My Last Mitchell Report Posting
Throughout the last year or so, many of us have touched on-at least with some regularity-the Steroid Investigation in MLB. I have never hidden my feelings that the report is pretty bogus, and there are serious flaws in the system.
Among them, a person with a financial interest in a team heading the investigation. None the less, MLB did need to do something and you have to credit them for trying-regardless of how flawed the report is.
That of course is the $64K question...how flawed is the report? I am confident the information in the report, as it has been laid out, is accurate. There was such a desire by the players union (with a little change being a good thing from time to time, maybe now would be a good time for them to consider moving Don Fehr elsewhere) to not allow players to talk to the investigators, and with MLB continuing to do everything except own up to their portion of the responsibility, there is no way of ever knowing how tainted the Mitchell report is.

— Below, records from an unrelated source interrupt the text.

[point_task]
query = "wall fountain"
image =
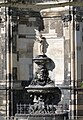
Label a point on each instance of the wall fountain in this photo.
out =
(42, 94)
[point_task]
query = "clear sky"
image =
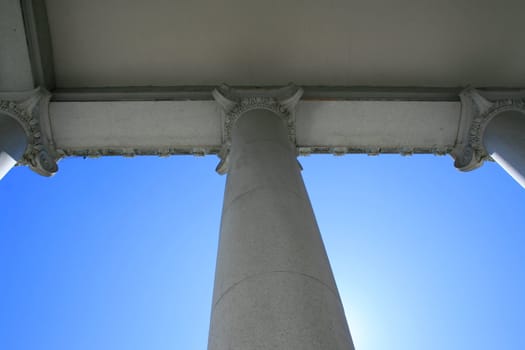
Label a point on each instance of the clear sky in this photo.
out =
(117, 253)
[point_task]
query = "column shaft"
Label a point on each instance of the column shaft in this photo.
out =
(13, 142)
(274, 287)
(504, 140)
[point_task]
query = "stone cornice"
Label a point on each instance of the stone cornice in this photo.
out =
(30, 110)
(236, 102)
(476, 113)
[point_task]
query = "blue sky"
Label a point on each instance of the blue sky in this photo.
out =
(118, 253)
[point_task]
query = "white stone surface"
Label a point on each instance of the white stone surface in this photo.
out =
(356, 126)
(13, 142)
(504, 140)
(143, 125)
(274, 288)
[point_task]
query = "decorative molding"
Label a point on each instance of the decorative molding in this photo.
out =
(30, 111)
(476, 113)
(236, 102)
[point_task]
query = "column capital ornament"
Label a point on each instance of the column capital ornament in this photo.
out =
(476, 113)
(30, 110)
(235, 102)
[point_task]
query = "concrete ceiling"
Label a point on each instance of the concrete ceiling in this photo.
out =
(444, 43)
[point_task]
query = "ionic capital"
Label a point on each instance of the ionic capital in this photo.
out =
(30, 110)
(236, 102)
(476, 113)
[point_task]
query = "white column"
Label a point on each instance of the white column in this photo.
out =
(504, 140)
(13, 142)
(274, 287)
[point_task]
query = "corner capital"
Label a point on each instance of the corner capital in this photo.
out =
(30, 110)
(476, 113)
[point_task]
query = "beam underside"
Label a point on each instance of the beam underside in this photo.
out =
(185, 127)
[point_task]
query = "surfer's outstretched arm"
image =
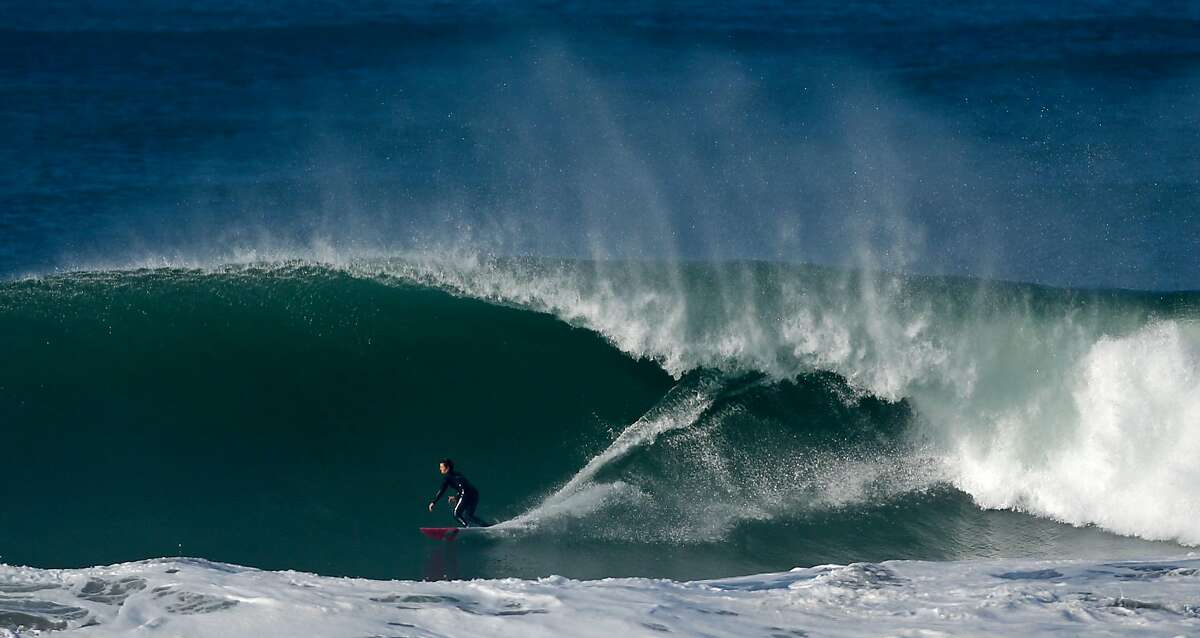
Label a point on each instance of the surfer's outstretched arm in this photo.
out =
(445, 485)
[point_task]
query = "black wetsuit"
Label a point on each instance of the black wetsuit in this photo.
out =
(468, 499)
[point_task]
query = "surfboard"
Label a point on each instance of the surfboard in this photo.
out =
(442, 534)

I am not usually the guy who advocates for government investigations, but I think the US Congress should bring in anyone who appeared in a Major League game between 1990 and 2007 and see what shakes out. Then maybe everyone involved on a league and union level will be forced to actually make changes that impact the game.
I concur, The Mitchell Report was a sham. MLB having proven incapable of investigating themselves in any meaningful way, Congress needs to intervene. The one thing Mitchell got right: this issue affects our youth. That is justification for government interest.